Tuesday, May 01, 2012

Wild Luxury on the Zambezi River

Ruckomechi Camp Safari.

Silvie and Frederick are taking a sleeping safari this morning so John and I enjoy a private game drive with Kevin. The dirt roads, made for the vehicles, are also a natural route for much of the wildlife.  Kevin frequently leans over the side of the vehicle, examining the footprints in the dusty tract; teaching us their identification and how to determine which way the animal is walking. Kevin carries a rifle as we walk through the mopane forest, examining the butterfly shaped leaves of these trees, that the elephants are especially fond of these.  He explains how the trees have a defense mechanism that releases tannins into their leaves, making them bitter tasting and discouraging absolute browsing of a single tree. Kevin picks up an assortment of dung pellets, explains how to identify each dropping and why the elephant dung is scattered about.  Elephants have an ineffective digestive system and baboons forage in the dung, looking for undigested seeds and nuts.  All is fascinating, but I feel a bit like I am on a high school science field trip. We drive back to camp passing countless birds; my favorite of which is the amusing yellow billed hornbill, (Zazu, in the Lion King.) We see a variety of antelope and families of wart hogs that John is sure are operated by remote control, their tails acting as the antenna as they trot off into the brush.
Heart Shaped Mopane Leaf
Wart Hogs

Bee Eater
Termite Mound
Zambezi River Siesta

Hammock Siesta
Mother and Baby Elephant
Mother and Baby Elephant

Pontoon Boat

We take to the river this afternoon with Silvie and Frederick as company. Our guide, Kevin maneuvers the pontoon boat upstream along the edge of the Zambezi River and we watch meter long monitor lizards basking on overhanging branches and logs at the river’s edge. Rafts of Hippos abound and we discuss the various classifications of animals and wonder if it is a raft or a pod of hippos? As we discuss this trivia, a female elephant and her calf come to the edge of the bank to forage in the afternoon sunlight. We watch them for sometime before the mother elephant becomes aware of our presence, flaps her ears and backs off into the underbrush.  Kevin motors the pontoon boat into a sheltered inlet where dozens of colorful bee-eaters (birds) perform a sunset ballet, catching insects at dusk.  Their erratic flight pattern is bat like as they dip and soar in pursuit of the insects. We sip our sundowners watching their dance and the sun, a ball of orange, sinking into the Zambezi river. 
Monitor Lizard
Our friends; Tom, Mary and Michael, who we met at Davison Camp, are on a similar itinerary to ours and have arrived at Ruckomichi this afternoon.
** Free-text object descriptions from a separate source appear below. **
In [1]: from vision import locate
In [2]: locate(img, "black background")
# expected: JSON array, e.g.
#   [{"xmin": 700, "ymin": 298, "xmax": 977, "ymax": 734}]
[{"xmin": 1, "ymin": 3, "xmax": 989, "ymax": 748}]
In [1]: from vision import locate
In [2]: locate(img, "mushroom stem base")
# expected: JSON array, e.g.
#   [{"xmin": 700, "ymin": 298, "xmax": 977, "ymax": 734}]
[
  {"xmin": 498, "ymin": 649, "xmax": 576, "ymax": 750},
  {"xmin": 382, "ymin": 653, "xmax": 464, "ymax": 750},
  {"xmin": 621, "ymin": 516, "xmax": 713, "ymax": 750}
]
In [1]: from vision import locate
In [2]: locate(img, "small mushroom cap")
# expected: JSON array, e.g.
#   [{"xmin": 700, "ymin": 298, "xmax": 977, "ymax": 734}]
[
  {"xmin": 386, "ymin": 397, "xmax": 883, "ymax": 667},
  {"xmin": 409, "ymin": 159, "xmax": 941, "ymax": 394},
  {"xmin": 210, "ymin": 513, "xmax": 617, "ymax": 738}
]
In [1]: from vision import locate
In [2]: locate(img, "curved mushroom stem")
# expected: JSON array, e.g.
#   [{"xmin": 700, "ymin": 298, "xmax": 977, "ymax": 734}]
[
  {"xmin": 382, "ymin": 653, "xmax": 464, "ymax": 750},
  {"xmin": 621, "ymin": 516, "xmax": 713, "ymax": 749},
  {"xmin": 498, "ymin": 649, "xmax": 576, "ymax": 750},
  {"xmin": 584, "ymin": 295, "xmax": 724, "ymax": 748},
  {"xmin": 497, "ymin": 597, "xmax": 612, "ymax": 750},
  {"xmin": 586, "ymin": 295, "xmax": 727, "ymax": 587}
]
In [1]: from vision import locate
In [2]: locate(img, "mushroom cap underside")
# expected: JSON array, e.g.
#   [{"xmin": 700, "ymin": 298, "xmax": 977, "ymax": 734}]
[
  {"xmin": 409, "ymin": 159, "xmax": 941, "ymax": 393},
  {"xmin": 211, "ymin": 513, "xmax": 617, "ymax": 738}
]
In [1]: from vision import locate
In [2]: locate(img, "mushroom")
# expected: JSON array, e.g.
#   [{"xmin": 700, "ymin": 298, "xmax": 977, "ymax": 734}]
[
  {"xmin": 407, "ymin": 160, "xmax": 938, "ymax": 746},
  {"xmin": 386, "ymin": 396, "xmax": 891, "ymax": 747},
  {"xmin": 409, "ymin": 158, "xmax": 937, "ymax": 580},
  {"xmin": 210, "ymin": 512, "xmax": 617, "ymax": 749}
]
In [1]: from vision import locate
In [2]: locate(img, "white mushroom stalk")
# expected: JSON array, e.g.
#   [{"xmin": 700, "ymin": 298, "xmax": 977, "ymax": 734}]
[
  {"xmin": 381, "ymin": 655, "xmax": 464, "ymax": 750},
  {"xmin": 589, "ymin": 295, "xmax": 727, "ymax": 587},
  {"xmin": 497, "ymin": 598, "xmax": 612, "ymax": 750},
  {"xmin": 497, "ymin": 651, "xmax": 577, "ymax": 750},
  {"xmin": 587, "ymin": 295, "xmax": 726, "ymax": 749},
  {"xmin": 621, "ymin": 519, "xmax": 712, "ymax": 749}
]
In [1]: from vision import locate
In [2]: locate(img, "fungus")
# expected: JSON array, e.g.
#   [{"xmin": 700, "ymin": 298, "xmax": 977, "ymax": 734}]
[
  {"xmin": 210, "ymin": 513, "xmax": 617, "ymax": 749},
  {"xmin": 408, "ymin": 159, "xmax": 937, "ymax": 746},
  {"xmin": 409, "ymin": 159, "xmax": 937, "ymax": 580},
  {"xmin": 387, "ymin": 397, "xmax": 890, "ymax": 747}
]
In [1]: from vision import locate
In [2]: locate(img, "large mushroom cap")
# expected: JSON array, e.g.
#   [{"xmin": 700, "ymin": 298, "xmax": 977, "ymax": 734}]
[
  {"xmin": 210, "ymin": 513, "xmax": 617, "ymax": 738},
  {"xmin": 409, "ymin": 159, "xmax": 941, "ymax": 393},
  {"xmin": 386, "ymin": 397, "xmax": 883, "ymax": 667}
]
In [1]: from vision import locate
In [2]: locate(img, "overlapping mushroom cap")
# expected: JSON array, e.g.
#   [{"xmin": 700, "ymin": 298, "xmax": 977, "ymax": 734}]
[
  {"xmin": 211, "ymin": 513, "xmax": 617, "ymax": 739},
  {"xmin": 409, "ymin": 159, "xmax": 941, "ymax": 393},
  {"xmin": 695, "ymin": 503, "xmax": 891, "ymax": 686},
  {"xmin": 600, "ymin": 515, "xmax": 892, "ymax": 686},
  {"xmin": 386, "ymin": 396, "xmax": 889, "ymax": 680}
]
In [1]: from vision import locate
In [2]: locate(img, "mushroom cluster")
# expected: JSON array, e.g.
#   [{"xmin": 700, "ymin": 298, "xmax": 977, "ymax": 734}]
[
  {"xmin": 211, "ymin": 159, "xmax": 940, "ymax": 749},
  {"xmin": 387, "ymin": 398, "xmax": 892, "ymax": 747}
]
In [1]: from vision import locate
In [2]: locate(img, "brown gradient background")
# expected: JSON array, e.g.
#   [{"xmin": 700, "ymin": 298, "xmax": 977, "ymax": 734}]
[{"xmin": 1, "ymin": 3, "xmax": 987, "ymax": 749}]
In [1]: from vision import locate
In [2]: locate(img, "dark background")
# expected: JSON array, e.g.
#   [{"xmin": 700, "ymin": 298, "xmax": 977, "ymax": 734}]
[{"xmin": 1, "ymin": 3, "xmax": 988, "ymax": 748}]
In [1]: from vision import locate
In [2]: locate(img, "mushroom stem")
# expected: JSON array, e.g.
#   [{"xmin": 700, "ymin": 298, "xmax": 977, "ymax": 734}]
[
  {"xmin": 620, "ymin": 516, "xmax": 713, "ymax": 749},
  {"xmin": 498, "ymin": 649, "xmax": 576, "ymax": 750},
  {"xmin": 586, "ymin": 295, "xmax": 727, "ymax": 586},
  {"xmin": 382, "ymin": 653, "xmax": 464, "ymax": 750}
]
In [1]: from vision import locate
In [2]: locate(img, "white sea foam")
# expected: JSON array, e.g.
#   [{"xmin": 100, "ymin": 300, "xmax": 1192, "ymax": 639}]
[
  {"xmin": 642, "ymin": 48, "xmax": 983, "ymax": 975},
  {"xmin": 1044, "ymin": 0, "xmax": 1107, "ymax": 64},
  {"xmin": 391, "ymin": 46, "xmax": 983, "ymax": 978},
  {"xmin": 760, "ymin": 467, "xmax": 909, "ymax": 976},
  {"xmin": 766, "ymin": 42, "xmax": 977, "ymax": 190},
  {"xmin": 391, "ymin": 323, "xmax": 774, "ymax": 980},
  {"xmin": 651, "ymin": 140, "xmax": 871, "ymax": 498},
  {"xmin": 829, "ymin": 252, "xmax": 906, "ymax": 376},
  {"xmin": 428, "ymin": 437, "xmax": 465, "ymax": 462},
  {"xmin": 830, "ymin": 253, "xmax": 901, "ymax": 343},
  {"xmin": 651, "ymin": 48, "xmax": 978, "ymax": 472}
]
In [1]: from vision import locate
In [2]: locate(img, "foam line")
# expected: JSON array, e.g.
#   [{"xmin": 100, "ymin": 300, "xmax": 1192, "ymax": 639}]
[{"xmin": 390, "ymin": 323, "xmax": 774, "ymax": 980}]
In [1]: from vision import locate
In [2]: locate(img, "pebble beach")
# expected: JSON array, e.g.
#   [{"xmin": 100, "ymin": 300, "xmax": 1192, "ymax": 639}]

We are happy to have their company again at dinner and visit afterwards, standing beside the fire overlooking the moonlit river. Tom mentions that he is receiving business e-mail on his blackberry phone and offers to let me send a message home. His phone is back in his tent, but tomorrow I will e-mail Art.  We sleep to a serenade of grunts, snorts, splashes and crackling brush as hippos and other nocturnal creatures make their nightly maneuvers.